Paul M. Barr, MD
The triplet of umbralisib, ublituximab, and venetoclax (Venclexta) induced a complete remission (CR) rate of 44% as a treatment for patients with relapsed/refractory chronic lymphocytic leukemia (CLL), according to findings from a phase I/II dose escalation study presented at the 2019 ASH Annual Meeting.
At the end of 12 cycles of treatment with the regimen, the objective response rate (ORR) was 100%, which included the CR rate of 44%. In an assessment of peripheral blood, all patients were negative for minimal residual disease (MRD). In the bone marrow, 78% were MRD-negative (<.01%) and 22% were MRD intermediate (.01% to 1.0%). At a median follow-up of 6.4 months (range, 0.7-19.0+), no patients had progressed.
"There's early evidence of MRD-negativity, and all patients will continue follow up for MRD in the peripheral blood every 6 months," Paul M. Barr, MD, Wilmot Cancer Institute, University of Rochester, said during the presentation. "The study has a been expanded to explore the combination in Richter's transformation as well as mantle cell lymphoma. A large phase II study has been initiated, termed the ULTRA-V study, to further explore the regimen with the intention of gaining regulatory approval."
Umbralisib is a dual PI3K delta and CK1 epsilon inhibitor that has a unique structure and improved tolerability compared with other agents in the class, Barr said. Ublituximab is a glycoengineered CD20 inhibitor and venetoclax is a BCL2 inhibitor. The combination is backed by preclinical evidence showing synergistic cytotoxicity between inhibition of the B cell receptor and BCL2. Additionally, targeting PI3K could help prevent resistance to BCL2 inhibition.
At the time of the analysis, 27 patients were evaluable for safety and 23 were assessable for efficacy. The median age of patients was 63 years, and 81.4% had ECOG performance status of 1. The median creatinine clearance at baseline was 75 mL/min and the median number of prior regimens was 1 (range, 1-5). A quarter of patients were refractory to their immediate prior therapy (26%). Prior exposure to a BCL2 or PI3K inhibitors was allowed before study entry. Prior BTK inhibition was also permitted, with a 21-day washout period. Overall, 54% of patients were refractory to a BTK inhibitor. More than half of patients (52%) had at least 1 high-risk feature.
Ublituximab and umbralisib were administered together as induction in the first 3 cycles before the addition of venetoclax, to abate the risk of tumor lysis syndrome (TLS). Ublituximab was only administered during the 3-cycle induction period.
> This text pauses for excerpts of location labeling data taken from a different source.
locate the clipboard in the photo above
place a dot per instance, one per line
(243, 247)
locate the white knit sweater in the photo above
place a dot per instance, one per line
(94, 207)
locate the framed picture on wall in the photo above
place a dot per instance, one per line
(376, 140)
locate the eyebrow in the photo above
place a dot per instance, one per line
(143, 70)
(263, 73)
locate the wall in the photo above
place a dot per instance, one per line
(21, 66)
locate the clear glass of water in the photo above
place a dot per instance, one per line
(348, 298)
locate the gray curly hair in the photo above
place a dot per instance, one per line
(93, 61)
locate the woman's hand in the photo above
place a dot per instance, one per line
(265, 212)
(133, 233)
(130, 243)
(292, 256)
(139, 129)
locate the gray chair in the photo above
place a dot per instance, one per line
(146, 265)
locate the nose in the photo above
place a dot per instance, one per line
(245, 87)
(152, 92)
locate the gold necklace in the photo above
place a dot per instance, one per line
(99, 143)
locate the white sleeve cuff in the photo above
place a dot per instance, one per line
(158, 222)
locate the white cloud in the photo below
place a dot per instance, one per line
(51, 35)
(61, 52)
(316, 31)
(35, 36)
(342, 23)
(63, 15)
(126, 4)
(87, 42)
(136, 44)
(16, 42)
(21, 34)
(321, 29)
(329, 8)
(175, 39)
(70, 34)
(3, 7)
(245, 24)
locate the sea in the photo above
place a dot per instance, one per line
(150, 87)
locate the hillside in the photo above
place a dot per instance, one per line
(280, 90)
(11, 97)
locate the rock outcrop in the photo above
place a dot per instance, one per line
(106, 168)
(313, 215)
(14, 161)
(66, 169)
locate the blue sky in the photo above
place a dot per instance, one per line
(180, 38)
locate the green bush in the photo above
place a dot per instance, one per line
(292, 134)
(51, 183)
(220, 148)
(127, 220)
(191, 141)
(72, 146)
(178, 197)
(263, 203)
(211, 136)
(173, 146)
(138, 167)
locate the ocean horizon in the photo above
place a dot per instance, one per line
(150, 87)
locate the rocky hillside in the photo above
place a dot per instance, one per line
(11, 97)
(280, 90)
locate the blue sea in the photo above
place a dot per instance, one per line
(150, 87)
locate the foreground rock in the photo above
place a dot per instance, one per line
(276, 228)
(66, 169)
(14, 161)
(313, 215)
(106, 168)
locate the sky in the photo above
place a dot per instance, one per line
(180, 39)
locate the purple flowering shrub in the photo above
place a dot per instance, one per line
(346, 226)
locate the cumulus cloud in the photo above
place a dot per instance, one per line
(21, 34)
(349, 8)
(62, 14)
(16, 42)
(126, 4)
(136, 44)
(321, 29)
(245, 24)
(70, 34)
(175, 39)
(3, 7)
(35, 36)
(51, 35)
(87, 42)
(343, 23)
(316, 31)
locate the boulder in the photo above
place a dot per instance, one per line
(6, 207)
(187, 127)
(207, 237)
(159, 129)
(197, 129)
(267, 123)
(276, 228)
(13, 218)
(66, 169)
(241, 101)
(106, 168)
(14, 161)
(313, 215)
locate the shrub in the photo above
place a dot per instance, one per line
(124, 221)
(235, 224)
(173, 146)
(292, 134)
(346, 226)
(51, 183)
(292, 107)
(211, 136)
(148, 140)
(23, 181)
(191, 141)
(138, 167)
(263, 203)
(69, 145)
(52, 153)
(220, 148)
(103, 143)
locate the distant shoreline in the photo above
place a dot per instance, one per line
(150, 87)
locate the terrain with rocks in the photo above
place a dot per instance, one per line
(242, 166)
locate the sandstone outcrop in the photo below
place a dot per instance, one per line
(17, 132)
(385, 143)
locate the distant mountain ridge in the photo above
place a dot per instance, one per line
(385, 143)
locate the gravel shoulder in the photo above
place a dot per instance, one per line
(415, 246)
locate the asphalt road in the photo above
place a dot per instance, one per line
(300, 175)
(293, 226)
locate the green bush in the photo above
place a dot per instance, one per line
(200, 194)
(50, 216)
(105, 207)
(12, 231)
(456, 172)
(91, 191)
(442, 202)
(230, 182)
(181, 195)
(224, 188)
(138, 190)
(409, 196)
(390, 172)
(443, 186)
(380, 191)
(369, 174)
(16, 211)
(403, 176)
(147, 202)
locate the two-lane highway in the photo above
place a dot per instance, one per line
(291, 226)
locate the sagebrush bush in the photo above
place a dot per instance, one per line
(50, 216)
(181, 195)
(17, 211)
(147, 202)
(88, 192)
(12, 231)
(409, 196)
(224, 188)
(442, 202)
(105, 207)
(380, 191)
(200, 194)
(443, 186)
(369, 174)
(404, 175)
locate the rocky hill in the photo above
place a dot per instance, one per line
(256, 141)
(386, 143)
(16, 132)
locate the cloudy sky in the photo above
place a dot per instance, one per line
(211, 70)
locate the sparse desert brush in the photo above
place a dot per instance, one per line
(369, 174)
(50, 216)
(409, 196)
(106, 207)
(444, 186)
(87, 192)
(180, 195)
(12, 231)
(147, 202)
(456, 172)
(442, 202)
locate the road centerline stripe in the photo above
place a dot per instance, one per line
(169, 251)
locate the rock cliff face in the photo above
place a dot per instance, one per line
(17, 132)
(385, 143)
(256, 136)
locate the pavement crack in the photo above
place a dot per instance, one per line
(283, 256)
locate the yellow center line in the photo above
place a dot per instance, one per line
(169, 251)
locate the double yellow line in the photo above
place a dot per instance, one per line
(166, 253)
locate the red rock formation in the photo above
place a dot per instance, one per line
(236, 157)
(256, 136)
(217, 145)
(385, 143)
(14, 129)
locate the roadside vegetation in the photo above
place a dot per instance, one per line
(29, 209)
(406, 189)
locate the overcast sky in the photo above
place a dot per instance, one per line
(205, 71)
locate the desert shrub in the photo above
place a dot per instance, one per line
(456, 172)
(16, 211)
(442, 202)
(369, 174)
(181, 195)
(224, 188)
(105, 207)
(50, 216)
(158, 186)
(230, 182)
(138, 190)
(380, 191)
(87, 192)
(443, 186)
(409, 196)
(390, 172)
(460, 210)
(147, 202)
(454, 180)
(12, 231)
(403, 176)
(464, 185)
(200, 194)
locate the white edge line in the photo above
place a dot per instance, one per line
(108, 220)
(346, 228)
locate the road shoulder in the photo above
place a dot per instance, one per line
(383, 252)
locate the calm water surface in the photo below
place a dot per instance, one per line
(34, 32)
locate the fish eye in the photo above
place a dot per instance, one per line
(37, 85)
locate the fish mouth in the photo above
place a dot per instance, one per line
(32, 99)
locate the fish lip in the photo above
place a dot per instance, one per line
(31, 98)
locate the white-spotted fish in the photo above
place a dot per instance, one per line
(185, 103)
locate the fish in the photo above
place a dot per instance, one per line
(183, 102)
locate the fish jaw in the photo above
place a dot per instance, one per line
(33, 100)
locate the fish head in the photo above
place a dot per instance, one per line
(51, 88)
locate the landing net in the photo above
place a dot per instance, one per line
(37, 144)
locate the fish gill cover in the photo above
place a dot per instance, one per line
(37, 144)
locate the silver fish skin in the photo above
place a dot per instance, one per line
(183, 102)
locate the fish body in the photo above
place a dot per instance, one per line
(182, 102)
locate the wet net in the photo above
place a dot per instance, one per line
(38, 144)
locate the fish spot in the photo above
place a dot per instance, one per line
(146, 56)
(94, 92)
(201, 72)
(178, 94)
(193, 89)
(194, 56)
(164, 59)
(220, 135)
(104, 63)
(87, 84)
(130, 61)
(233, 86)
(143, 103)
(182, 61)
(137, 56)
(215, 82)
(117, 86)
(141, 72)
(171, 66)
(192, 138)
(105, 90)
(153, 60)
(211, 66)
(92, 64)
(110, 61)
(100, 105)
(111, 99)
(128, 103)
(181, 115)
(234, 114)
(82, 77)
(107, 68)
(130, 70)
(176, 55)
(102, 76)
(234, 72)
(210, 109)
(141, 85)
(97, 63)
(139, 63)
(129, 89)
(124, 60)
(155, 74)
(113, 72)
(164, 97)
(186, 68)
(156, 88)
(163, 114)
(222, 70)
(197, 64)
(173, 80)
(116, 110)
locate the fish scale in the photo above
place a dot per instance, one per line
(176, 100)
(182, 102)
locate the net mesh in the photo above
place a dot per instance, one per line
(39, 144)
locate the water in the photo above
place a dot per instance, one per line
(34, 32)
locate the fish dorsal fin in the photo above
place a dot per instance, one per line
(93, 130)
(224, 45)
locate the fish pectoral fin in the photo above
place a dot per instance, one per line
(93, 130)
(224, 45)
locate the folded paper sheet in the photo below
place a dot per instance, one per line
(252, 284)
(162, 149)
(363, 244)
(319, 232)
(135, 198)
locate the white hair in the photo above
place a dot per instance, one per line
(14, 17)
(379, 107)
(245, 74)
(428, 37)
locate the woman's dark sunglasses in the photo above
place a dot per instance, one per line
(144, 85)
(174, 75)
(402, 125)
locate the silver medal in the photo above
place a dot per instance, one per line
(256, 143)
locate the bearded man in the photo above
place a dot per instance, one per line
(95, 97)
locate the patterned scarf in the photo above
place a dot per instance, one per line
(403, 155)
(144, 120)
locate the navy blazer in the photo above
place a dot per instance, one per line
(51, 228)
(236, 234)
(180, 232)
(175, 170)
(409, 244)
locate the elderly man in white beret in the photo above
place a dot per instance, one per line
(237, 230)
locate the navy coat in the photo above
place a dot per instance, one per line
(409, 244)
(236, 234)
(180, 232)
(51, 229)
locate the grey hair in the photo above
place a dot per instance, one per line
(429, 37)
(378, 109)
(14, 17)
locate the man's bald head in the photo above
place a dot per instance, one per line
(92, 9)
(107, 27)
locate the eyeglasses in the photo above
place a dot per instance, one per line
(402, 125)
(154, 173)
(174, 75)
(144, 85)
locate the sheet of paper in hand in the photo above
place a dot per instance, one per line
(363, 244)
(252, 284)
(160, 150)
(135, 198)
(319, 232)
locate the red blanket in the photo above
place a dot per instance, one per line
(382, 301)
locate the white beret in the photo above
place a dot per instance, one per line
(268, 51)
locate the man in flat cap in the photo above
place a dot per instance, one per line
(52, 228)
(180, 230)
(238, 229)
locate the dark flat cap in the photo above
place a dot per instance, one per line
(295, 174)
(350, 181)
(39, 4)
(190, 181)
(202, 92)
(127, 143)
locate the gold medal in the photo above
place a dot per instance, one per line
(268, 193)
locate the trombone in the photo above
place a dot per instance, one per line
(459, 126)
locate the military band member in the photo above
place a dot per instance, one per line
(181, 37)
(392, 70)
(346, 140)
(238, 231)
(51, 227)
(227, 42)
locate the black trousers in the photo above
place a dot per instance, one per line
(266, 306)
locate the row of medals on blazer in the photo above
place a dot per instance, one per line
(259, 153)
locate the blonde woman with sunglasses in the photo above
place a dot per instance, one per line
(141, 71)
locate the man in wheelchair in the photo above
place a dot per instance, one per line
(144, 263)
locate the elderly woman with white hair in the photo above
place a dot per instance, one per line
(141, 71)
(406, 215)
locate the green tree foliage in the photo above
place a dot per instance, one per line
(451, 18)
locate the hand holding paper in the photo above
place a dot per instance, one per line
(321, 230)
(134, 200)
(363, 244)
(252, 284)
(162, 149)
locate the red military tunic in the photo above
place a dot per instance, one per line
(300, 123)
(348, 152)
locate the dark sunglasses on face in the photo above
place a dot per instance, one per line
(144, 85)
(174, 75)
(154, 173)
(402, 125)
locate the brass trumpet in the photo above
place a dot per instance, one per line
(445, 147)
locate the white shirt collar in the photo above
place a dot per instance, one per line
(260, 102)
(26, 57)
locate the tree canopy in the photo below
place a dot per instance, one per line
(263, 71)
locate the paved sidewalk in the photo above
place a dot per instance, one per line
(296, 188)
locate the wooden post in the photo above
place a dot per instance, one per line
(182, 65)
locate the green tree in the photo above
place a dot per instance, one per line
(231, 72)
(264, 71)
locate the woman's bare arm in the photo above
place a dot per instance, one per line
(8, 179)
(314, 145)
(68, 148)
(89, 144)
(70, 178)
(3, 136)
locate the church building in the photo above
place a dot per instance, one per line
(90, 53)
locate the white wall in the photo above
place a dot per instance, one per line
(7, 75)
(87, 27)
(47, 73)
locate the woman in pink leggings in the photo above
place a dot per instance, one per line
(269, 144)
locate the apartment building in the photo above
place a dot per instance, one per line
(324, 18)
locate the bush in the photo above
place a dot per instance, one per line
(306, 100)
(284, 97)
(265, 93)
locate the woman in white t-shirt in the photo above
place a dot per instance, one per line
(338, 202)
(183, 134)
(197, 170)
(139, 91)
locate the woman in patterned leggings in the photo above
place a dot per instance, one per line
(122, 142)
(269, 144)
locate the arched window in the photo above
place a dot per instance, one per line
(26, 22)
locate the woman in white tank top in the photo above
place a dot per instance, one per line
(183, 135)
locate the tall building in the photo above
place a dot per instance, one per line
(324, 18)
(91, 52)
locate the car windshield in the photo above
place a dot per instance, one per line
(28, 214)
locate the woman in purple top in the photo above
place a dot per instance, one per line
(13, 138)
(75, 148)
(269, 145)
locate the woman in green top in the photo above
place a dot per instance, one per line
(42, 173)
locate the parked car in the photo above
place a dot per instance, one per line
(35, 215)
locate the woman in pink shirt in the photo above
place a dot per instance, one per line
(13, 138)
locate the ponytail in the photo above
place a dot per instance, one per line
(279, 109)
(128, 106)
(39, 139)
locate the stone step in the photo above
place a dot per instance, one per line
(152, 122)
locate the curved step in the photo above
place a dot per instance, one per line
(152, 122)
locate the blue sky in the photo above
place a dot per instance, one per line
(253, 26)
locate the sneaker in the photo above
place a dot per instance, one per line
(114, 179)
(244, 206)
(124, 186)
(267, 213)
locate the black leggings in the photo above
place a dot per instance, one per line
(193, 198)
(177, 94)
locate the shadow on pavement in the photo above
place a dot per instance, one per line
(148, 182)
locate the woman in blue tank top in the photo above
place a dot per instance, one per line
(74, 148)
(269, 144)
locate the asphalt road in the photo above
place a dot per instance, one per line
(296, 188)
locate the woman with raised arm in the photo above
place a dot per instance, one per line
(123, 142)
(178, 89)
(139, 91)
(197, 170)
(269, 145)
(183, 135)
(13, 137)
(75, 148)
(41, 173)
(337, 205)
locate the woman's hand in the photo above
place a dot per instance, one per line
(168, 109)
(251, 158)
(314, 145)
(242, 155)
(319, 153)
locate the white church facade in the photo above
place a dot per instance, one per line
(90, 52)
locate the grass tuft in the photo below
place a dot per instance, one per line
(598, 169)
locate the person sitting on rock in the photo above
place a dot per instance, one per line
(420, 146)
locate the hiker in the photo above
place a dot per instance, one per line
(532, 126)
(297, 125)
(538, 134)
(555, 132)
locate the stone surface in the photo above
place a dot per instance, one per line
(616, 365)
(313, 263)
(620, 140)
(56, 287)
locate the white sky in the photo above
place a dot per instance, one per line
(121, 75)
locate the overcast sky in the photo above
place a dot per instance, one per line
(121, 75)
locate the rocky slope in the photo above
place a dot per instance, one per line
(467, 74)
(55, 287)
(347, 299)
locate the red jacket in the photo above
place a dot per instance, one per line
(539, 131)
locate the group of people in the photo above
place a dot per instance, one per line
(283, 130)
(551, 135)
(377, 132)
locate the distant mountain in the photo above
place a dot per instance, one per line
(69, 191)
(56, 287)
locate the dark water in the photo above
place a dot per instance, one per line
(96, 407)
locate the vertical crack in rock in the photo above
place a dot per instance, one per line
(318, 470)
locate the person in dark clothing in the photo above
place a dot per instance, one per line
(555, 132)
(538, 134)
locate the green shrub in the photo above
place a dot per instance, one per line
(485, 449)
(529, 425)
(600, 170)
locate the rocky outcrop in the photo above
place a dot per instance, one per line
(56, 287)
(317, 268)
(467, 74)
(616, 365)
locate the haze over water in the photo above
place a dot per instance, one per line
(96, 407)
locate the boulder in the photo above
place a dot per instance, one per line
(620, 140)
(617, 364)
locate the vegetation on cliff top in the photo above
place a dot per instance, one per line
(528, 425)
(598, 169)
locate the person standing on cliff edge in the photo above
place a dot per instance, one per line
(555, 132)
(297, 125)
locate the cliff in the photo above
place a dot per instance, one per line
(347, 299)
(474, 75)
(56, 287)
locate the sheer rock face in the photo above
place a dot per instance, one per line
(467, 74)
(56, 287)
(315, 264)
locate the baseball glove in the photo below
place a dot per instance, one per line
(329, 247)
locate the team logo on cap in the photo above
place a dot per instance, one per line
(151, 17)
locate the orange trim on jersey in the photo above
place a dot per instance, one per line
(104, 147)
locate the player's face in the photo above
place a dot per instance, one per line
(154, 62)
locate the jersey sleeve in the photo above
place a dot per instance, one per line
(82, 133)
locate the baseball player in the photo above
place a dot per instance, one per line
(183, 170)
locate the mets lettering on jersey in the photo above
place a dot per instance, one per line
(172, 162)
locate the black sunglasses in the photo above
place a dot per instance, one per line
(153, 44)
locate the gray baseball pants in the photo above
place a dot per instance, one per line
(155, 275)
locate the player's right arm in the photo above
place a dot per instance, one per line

Consolidation with venetoclax and umbralisib lasted from cycle 4 to cycle 12. Those testing positive for MRD after consolidation could continue to receive umbralisib monotherapy.
Ublituximab was infused at a fixed 900 mg dose on days 1/2, 8, and 15 of cycle 1 and then day 1 of the next 2 cycles. Daily umbralisib was escalated from 600 mg to 800 mg, with 3 patients receiving the 600 mg dose and 6 the 800 mg dose, which was recommended for phase II studies. An additional 18 patients were enrolled at the 800 mg dose in the phase II portion of the study. Venetoclax was administered at the standard 5-week ramp up dosing to 400 mg in the consolidation period.
Following induction therapy, there was a mean 61% reduction from baseline in lymph node size with an ORR of 87%. By cycle 7, the ORR was 100%. At the end of the consolidation period (cycle 12), mean lymph node size had declined by 87%. Absolute lymphocyte count, which was a mean of 48,000 per μL at baseline, declined to 3400 per μL by the end of cycle 6.
"Although it's a relatively small cohort with short follow up, there doesn't seem to be any differences in treatment effect duration for those treated with prior BTK inhibitors," said Barr. "No patients have progressed with CLL, although it is a relatively short follow up of only 6 months."
During the induction phase, 1 patient discontinued the study to address grade 3 rash. Additionally, in the consolidation portion, 1 patient discontinued due to grade 3 diarrhea. There was 1 dose-limiting toxicity seen at the 800 mg dose of umbralisib, namely a lower gastrointestinal (GI) bleed that resolved in 3 days. The maximum tolerated dose was not reached, and dose modifications were relatively infrequent.
There were no cases of clinical or laboratory TLS and no patients developed grade 3/4 liver function test elevations. The most common all-cause grade 3/4 adverse events (AEs) were neutropenia (19%), leukopenia (15%), infusion reaction (7%), deep vein thrombosis (7%), anemia (4%), diarrhea (4%), rash (4%), lower GI bleed (4%), supra ventricular tachycardia (4%), anxiety (4%), hypophosphatemia (4%), and dyspnea (4%).